Calculating working days and holidays from (overlapping) date ranges in PySpark
Question:
from pyspark.sql import SparkSession
from pyspark.sql import functions as F
# Create PySpark dataframe
columns = ["user","hiring_date","termination_date"]
data = [("A", "1995-09-08", "1997-09-09"), ("A", "2003-05-08", "2006-11-09"),
("A", "2000-05-06", "2003-05-09"), ("B", "2007-06-27", "2008-05-27"),
("C", "2003-01-20", "2006-01-19"), ("C", "2011-04-03", "2011-04-04")]
spark = SparkSession.builder.appName('SparkByExamples.com').getOrCreate()
rdd = spark.sparkContext.parallelize(data)
df = spark
.createDataFrame(rdd)
.toDF(*columns)
.withColumn('hiring_date', F.expr('CAST(hiring_date AS DATE)'))
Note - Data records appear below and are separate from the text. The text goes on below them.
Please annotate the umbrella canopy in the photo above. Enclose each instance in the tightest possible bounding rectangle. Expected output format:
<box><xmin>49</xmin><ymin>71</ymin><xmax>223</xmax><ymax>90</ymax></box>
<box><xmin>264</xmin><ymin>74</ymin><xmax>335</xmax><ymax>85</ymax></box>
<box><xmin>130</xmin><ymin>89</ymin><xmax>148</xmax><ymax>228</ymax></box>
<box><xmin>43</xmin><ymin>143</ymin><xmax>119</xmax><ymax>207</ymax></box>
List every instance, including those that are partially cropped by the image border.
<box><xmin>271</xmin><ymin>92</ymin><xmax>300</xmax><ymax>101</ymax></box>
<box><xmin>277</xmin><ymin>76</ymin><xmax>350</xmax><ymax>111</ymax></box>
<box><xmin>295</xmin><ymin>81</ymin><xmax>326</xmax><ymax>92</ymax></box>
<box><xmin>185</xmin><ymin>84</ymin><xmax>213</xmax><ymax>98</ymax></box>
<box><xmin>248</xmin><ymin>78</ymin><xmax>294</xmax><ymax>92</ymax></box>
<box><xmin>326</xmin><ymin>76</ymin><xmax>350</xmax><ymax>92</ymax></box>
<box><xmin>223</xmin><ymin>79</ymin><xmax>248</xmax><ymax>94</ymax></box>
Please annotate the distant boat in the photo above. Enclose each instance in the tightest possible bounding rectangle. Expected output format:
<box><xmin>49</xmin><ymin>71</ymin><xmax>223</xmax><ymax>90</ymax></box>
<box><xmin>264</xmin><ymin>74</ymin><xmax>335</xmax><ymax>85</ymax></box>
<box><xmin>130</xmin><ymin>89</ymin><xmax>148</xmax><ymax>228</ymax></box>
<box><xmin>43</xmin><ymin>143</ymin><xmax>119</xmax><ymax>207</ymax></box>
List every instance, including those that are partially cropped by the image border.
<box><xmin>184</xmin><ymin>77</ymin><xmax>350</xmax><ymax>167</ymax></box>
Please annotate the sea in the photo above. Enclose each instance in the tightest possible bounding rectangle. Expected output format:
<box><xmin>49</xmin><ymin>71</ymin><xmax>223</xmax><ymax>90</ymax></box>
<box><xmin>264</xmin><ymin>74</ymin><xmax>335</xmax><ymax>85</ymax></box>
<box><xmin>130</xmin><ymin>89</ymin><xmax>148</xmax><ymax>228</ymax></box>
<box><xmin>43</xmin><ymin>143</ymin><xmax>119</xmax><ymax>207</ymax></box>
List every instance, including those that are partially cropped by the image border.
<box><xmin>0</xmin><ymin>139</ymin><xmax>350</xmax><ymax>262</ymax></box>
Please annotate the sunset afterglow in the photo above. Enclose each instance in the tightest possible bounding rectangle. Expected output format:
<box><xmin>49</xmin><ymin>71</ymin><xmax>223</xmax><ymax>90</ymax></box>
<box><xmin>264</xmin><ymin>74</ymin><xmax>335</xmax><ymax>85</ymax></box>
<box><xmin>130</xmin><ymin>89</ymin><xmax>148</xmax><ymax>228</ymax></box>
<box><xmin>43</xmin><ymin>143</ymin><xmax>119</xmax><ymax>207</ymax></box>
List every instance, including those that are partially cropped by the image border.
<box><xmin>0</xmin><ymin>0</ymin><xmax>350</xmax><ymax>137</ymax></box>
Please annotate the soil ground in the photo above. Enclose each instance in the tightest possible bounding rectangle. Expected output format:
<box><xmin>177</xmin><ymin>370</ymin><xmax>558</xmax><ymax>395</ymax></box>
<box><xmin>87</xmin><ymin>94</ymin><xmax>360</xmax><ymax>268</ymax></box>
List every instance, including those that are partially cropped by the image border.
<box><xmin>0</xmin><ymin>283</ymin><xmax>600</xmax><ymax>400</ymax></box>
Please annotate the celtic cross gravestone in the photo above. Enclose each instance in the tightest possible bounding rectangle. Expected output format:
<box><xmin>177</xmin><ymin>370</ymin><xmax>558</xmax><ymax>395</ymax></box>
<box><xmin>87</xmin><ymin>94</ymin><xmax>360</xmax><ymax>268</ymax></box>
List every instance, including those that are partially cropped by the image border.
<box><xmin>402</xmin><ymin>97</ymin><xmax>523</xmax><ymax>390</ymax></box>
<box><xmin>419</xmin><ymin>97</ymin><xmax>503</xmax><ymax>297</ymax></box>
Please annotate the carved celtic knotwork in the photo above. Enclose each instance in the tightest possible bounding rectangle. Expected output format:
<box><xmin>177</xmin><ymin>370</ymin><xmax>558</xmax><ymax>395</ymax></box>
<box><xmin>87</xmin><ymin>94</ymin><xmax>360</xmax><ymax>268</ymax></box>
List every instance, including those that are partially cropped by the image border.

.withColumn('termination_date', F.expr('CAST(termination_date AS DATE)'))
df.show()
+----+-----------+----------------+
|user|hiring_date|termination_date|
+----+-----------+----------------+
| A| 1995-09-08| 1997-09-09|
| A| 2003-05-08| 2006-11-09|
| A| 2000-05-06| 2003-05-09|
| B| 2007-06-27| 2008-05-27|
| C| 2003-01-20| 2006-01-19|
| C| 2011-04-03| 2011-04-04|
+----+-----------+----------------+
In the above example, I have multiple users with a start date hiring_date
and an end date termination_date
. Per user, there can be single as well as multiple rows. In addition, users can have multiple jobs at the same time (overlapping termination and hiring dates).
For each user, I need to calculate the following:
- The number of days the user was working. Overlapping dates should not be counted multiple times.
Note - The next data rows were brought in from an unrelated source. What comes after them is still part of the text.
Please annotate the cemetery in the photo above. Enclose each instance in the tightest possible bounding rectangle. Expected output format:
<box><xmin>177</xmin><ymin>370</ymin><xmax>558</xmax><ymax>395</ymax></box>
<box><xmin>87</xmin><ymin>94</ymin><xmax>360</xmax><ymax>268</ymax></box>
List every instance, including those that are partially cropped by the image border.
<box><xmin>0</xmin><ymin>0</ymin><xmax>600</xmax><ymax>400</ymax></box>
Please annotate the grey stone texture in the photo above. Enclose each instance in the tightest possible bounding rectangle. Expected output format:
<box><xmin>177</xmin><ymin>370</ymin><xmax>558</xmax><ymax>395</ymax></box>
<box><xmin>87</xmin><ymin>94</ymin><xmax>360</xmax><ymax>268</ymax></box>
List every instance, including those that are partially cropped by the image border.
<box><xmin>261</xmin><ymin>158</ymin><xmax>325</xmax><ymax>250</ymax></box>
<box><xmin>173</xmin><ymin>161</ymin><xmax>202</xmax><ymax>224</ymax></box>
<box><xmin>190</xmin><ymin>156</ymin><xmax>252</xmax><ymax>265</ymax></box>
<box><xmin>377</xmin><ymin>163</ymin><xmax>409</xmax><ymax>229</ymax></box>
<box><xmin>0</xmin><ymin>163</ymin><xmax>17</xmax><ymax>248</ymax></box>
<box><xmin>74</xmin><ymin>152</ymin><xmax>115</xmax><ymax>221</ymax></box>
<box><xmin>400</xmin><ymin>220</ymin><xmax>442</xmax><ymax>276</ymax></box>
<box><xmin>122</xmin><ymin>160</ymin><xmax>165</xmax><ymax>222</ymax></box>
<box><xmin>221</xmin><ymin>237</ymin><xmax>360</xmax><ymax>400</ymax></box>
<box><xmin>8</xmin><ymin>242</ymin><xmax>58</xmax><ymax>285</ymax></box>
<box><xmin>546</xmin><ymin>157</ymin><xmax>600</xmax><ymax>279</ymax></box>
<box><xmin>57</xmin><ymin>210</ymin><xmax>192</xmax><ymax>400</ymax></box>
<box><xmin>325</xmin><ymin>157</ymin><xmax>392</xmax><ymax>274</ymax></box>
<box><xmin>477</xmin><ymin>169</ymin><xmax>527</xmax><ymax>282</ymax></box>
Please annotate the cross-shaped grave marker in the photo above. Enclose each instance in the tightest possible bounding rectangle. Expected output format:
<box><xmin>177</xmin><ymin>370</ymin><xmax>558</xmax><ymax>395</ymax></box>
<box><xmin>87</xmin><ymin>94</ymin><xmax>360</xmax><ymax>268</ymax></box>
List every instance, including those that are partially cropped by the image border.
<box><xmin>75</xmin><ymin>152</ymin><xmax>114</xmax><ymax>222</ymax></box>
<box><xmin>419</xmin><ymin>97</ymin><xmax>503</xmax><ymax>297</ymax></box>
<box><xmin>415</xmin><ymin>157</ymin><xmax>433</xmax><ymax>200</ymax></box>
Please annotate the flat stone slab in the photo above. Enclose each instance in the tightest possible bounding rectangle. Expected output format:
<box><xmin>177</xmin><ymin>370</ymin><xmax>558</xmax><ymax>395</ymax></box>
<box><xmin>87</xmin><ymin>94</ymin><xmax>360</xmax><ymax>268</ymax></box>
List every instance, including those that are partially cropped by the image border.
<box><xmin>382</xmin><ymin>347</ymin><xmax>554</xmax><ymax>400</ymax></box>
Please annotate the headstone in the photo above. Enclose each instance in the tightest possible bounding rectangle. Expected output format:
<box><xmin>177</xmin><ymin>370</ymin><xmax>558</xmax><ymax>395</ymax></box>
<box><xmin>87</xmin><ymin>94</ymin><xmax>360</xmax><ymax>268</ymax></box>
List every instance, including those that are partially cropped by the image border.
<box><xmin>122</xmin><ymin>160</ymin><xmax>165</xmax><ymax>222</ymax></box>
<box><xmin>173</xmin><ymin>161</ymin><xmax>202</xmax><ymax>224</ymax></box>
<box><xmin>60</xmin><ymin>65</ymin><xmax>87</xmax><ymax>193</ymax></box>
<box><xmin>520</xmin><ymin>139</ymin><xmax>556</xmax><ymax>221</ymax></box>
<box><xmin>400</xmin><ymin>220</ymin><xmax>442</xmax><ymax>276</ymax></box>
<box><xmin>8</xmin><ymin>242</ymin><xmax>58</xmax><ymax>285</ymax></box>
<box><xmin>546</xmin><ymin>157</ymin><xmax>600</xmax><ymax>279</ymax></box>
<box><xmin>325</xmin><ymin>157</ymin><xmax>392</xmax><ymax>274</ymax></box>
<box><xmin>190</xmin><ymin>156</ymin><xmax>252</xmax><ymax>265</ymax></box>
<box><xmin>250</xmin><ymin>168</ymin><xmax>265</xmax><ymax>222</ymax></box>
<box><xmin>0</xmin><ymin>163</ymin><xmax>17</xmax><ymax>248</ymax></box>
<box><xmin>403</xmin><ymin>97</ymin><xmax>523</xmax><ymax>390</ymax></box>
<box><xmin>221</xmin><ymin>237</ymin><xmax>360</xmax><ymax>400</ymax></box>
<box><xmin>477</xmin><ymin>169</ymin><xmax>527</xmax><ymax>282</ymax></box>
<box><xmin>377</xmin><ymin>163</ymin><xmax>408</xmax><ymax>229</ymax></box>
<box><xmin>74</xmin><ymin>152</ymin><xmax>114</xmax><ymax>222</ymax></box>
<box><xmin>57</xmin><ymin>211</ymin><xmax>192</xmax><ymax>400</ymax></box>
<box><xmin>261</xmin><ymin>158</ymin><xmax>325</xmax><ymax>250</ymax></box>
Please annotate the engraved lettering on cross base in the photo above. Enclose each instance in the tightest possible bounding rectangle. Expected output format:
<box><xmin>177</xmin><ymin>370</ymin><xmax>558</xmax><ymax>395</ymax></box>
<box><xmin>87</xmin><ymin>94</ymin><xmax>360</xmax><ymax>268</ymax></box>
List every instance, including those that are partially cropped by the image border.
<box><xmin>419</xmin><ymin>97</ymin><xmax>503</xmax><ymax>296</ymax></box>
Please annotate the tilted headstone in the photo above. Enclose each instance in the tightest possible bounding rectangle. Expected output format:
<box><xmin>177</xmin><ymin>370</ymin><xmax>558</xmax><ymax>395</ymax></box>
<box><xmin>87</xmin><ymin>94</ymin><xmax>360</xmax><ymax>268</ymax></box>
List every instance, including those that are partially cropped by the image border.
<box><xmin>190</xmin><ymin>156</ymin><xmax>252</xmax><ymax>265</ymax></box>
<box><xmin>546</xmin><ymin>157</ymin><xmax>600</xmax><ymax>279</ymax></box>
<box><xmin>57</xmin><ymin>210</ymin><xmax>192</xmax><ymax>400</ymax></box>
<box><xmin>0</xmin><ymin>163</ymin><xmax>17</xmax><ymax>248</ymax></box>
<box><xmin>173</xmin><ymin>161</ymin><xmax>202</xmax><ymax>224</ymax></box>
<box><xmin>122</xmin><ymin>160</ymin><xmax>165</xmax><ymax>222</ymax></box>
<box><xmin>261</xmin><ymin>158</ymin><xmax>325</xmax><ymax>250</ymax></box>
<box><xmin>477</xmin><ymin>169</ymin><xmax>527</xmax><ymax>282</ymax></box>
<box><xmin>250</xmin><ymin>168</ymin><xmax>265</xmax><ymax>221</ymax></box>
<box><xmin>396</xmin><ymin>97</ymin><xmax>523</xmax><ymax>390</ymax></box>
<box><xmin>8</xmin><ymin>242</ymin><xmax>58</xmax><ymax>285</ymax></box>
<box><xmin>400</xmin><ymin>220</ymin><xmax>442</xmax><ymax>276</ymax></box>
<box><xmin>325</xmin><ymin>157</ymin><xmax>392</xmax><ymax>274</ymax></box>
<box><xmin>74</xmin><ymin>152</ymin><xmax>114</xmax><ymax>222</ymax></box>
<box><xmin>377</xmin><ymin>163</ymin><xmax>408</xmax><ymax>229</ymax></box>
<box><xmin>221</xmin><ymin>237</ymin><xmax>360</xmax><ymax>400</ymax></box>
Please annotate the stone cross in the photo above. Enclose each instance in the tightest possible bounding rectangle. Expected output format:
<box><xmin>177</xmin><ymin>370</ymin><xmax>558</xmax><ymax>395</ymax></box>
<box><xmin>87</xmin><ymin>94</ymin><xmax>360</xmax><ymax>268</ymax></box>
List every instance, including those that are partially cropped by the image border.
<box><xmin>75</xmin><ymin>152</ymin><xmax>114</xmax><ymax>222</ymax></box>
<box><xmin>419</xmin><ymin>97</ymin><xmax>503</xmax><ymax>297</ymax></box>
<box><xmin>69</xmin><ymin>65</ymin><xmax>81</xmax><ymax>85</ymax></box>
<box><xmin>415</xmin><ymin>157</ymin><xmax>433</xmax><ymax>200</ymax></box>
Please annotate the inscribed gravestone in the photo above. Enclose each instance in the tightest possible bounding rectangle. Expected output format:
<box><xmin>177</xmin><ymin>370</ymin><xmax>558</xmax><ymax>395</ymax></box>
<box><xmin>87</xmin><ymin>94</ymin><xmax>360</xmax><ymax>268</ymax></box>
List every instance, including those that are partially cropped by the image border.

- The number of days the user was not working (i.e., was on vacation).
Answers:
Full code (this is implemented in Scala but it is very similar if not identical to Python):
var ds = spark.sparkContext.parallelize(Seq(
("A", "1995-09-08", "1997-09-09"),
("A", "2003-05-08", "2006-11-09"),
("A", "2000-05-06", "2003-05-09"),
("B", "2007-06-27", "2008-05-27"),
("C", "2003-01-20", "2006-01-19"),
("C", "2011-04-03", "2011-04-04"),
)).toDF("user", "hiring_date", "termination_date")
// Convert the strings to date first
ds = ds
.withColumn("hiring_date", to_date(col("hiring_date"), "yyyy-MM-dd"))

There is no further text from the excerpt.